Vegan Falafel

Fresh, oil-free baked falafel. Low in fat, high in protein and bursting with flavor!

Vegan Falafel

Fresh, oil-free baked falafel. Low in fat, high in protein and bursting with flavor!
Course Main Course
Cuisine Mediterranean
Prep Time 15 minutes
Cook Time 45 minutes
Author Sarah Sullivan


  • 1 15 oz can chickpeas
  • 1/4 cup reserved chickpea liquid
  • 1 packed cup parsley
  • 1/2 onion coarsely chopped
  • 3-4 cloves garlic
  • 1/2 lemon juiced
  • 1 teaspoon cumin
  • 1 teaspoon coriander
  • 1 teaspoon paprika
  • salt and pepper to taste
  • 2 tablespoons tahini
  • 1/2 teaspoon baking soda
  • 1-1/2 cups panko breadcrumbs


  • Drain and rinse chickpeas. Coarsely mash with the back of a fork or potato masher.
  • Combine chickpea liquid, parsley, onion, garlic, lemon juice, spices and tahini in the bowl of a food processor and process into a paste.
  • Stir purée and baking soda into mashed chickpeas. Add in breadcrumbs, 1/2 cup at a time, stirring well after each addition, until mixture holds its shape when pressed in the palm of your hand.
  • Preheat oven to 375°F.
  • Scoop falafel mixture out into desired portion sizes. (I usually make each falafel the size of a golf ball.) Spread out on a lined baking tray. Optional: brush or spray lightly with olive oil to help them stay more moist as they crisp in the oven.
  • Bake for 45-50 minutes, rotating pan halfway through to ensure evening cooking. (Or, air fry for 20 minutes at 450°F.)
Did you make this recipe?We'd love for you to leave a review on the website! You can also share a photo on IG and tag @SarahsVeganKitchen_ or #sarahsvegankitchen.
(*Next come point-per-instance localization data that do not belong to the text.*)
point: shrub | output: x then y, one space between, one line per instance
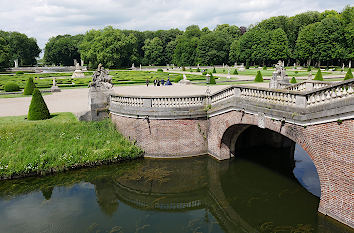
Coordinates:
349 74
38 109
177 79
318 76
30 86
9 87
293 80
259 77
212 79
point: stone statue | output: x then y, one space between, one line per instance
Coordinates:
100 79
280 70
279 77
185 81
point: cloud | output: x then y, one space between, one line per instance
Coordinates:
45 18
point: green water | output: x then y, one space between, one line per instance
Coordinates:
180 195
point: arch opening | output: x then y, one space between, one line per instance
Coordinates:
274 151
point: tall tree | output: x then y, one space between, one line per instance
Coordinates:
109 46
4 53
62 50
153 51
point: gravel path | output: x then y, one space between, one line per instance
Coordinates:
76 100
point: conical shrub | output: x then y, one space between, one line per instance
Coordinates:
212 79
259 77
30 86
349 74
293 80
318 76
38 109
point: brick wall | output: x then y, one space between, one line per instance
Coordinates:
330 146
165 138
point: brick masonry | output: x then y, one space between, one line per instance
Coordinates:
330 146
165 138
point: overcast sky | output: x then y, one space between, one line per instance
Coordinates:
43 19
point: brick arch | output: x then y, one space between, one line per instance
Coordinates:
305 137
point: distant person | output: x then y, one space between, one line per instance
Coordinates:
168 82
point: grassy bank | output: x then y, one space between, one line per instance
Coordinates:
57 144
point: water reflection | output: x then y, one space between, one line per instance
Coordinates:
182 195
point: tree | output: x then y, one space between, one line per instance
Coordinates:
24 49
4 53
213 48
305 44
293 80
109 46
318 76
153 51
30 86
259 77
349 74
185 53
278 46
62 50
329 40
38 109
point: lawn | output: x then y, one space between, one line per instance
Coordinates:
119 77
57 144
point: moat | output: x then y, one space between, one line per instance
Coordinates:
255 192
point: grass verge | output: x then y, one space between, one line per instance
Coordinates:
57 144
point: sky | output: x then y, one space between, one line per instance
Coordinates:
43 19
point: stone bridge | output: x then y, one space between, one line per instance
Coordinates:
317 116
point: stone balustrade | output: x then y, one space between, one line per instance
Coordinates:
330 94
175 102
308 85
298 105
127 101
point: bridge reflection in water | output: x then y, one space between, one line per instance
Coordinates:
181 195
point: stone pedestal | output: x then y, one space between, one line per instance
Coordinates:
99 99
78 74
274 81
55 89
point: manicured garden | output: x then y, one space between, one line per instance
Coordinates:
121 77
59 143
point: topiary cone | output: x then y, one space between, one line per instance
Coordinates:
30 86
259 77
318 76
38 109
349 74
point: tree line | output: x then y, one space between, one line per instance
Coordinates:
15 45
311 39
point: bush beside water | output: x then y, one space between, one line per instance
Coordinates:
58 143
10 87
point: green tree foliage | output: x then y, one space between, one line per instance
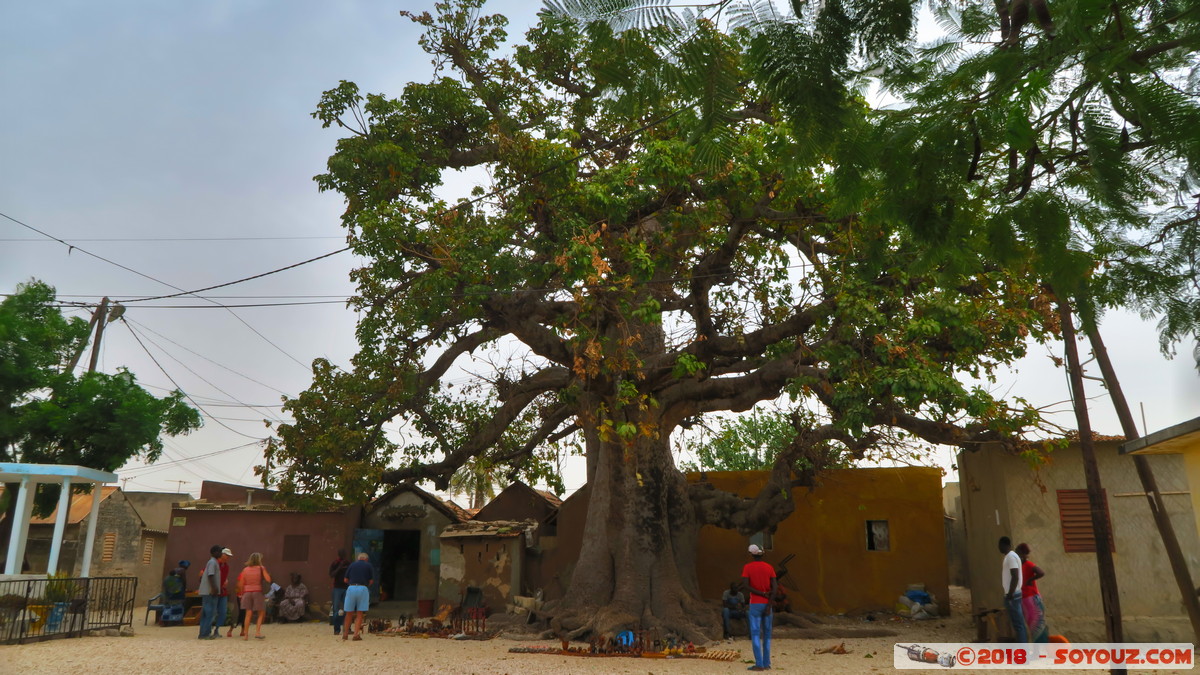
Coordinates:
613 223
640 261
1062 135
49 416
748 442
Can you believe I didn’t know what falafel was until halfway through college? My family rarely deviated from our usual dinner rotation consisting of Chinese, Italian and Mexican food; restaurant options weren’t particularly diverse in my hometown. It wasn’t until I moved to the Bay Area that I was exposed to (and promptly fell in love with) Indian, Thai, Vietnamese and Mediterranean cuisine.
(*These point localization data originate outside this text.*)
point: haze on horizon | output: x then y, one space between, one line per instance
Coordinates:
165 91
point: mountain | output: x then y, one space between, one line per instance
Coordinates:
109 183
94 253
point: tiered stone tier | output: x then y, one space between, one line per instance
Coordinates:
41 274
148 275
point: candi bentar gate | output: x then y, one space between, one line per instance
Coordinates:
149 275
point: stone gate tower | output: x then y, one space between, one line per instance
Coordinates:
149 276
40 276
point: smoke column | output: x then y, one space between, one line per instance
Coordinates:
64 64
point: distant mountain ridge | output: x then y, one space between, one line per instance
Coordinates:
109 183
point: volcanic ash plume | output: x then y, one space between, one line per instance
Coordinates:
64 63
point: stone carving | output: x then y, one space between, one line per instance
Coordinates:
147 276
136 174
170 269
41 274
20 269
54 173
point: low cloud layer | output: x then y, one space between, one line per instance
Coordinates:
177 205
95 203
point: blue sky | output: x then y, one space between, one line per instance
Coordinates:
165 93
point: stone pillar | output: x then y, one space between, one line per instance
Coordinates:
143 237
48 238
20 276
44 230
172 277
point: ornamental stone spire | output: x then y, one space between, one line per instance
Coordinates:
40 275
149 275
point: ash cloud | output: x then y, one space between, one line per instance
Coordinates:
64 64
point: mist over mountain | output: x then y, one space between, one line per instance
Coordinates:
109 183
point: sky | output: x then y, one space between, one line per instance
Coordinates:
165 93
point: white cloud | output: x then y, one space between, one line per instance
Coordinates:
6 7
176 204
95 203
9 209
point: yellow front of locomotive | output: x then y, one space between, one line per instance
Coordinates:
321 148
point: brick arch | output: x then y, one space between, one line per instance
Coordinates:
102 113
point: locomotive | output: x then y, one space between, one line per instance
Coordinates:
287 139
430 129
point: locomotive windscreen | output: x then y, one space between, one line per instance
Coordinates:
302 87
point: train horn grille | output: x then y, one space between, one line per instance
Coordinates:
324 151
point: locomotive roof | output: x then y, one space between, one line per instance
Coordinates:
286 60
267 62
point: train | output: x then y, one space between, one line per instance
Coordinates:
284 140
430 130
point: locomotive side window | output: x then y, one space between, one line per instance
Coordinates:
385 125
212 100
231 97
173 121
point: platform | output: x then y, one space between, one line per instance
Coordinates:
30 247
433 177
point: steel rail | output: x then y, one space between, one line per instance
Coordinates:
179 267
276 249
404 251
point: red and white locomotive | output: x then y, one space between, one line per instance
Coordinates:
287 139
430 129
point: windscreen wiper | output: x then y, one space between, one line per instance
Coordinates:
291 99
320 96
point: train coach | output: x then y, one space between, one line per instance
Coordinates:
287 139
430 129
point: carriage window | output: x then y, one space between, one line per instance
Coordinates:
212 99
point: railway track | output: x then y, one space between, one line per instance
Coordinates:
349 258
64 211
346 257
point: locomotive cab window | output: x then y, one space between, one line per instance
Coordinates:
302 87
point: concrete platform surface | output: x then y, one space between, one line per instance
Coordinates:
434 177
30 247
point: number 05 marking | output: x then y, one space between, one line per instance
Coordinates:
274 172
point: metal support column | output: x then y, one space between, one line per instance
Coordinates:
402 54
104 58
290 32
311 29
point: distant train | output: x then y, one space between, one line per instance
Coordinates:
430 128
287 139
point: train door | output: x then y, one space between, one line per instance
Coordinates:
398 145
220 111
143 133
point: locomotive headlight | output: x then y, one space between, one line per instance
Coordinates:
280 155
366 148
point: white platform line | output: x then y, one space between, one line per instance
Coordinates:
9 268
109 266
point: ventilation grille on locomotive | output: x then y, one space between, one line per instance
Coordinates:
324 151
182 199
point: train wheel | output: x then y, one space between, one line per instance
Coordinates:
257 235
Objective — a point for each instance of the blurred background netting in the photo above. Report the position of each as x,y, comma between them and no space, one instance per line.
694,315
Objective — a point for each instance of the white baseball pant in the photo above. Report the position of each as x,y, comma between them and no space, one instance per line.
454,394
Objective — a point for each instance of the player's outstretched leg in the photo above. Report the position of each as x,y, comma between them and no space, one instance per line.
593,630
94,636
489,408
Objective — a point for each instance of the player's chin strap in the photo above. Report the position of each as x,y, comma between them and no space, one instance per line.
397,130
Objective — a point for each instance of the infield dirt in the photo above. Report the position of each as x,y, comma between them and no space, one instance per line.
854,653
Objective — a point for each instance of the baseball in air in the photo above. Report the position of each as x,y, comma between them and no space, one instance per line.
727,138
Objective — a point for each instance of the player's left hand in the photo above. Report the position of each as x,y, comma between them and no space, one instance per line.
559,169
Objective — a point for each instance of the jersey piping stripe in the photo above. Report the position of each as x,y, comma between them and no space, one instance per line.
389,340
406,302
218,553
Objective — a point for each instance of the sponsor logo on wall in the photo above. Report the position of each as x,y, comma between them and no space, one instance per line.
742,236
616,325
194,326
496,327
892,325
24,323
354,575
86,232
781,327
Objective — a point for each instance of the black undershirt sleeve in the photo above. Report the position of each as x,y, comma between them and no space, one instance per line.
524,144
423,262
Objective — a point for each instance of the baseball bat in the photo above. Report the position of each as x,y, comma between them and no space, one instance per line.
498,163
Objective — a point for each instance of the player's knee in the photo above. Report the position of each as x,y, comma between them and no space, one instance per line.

It’s always been a hobby of mine to recreate my favorite dishes from restaurants, making them healthier so that I can enjoy them more often and more affordably. As soon as I bit into my first falafel wrap in my junior year of college, I knew I’d have to learn to make my own, and this homemade, baked version has been one of my staple recipes in the years since.
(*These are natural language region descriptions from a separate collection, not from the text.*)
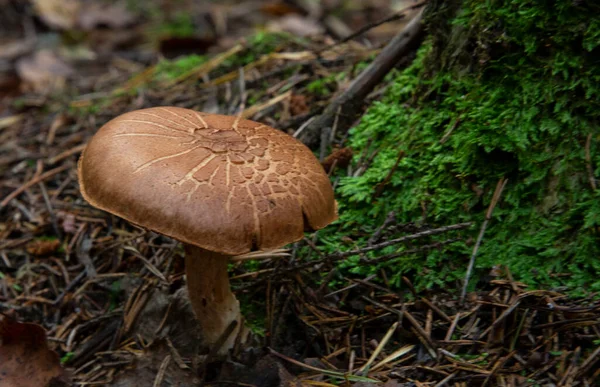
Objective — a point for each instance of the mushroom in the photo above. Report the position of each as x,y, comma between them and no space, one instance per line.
222,185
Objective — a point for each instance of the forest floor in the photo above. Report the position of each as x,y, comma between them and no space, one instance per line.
111,297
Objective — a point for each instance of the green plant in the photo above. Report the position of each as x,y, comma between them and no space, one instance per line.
499,90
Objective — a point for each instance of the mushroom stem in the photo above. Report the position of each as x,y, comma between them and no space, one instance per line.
213,302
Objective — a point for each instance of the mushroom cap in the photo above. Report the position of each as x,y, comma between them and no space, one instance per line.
222,183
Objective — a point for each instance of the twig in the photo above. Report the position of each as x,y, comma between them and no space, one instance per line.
161,371
339,256
396,16
364,370
499,188
388,220
368,79
588,162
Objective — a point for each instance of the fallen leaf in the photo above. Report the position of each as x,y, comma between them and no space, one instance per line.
61,14
339,158
5,122
296,25
77,14
43,71
298,105
95,14
12,49
25,359
277,8
156,359
43,247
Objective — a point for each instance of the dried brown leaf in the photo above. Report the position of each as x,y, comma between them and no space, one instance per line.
42,247
25,359
43,71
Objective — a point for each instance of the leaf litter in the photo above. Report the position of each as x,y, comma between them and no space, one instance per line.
117,319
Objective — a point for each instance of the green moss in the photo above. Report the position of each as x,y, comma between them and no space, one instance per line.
172,69
513,88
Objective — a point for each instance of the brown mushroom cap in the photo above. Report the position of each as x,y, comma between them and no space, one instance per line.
224,184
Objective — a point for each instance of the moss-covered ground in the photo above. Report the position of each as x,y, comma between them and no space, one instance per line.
501,89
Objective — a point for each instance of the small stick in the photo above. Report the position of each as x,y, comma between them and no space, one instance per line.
368,79
495,198
391,218
396,16
588,162
50,210
364,370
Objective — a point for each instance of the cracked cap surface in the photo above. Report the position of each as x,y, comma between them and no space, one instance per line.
222,183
I’ve never been a huge fan of parsley, but for some reason, I enjoy it in falafel. I use half parsley and half fresh cilantro in this recipe, but you should feel free to use just parsley if you aren’t a fellow cilantro fiend.


Rather than purée my chickpeas with the other ingredients, I mash them roughly with the back of a fork to preserve some texture. I used to add eggs to bind the ingredients together, and for some time after going vegan I replaced those with flaxseed meal. Nowadays, I just use a few tablespoons of the aquafaba, or reserved chickpea liquid. It’s simpler than using flax “eggs” and just as effective.


You can use a variety of ingredients to firm up your falafel mixture: breadcrumbs, quick oats, quinoa, and flour all work in different quantities. Panko breadcrumbs are my favorite option; I find they make the mixture firm enough to shape into balls or patties, without making the falafel dry or crumbly. Flour will yield a slightly more dense product.


You can fry these, bake them, or (my new favorite option) air fry them! I like to give them a quick spritz or brush of olive oil before baking/air frying to help them crisp up on the outside and stay moist on the inside. You can also freeze them, uncooked, for an easy weeknight dinner option.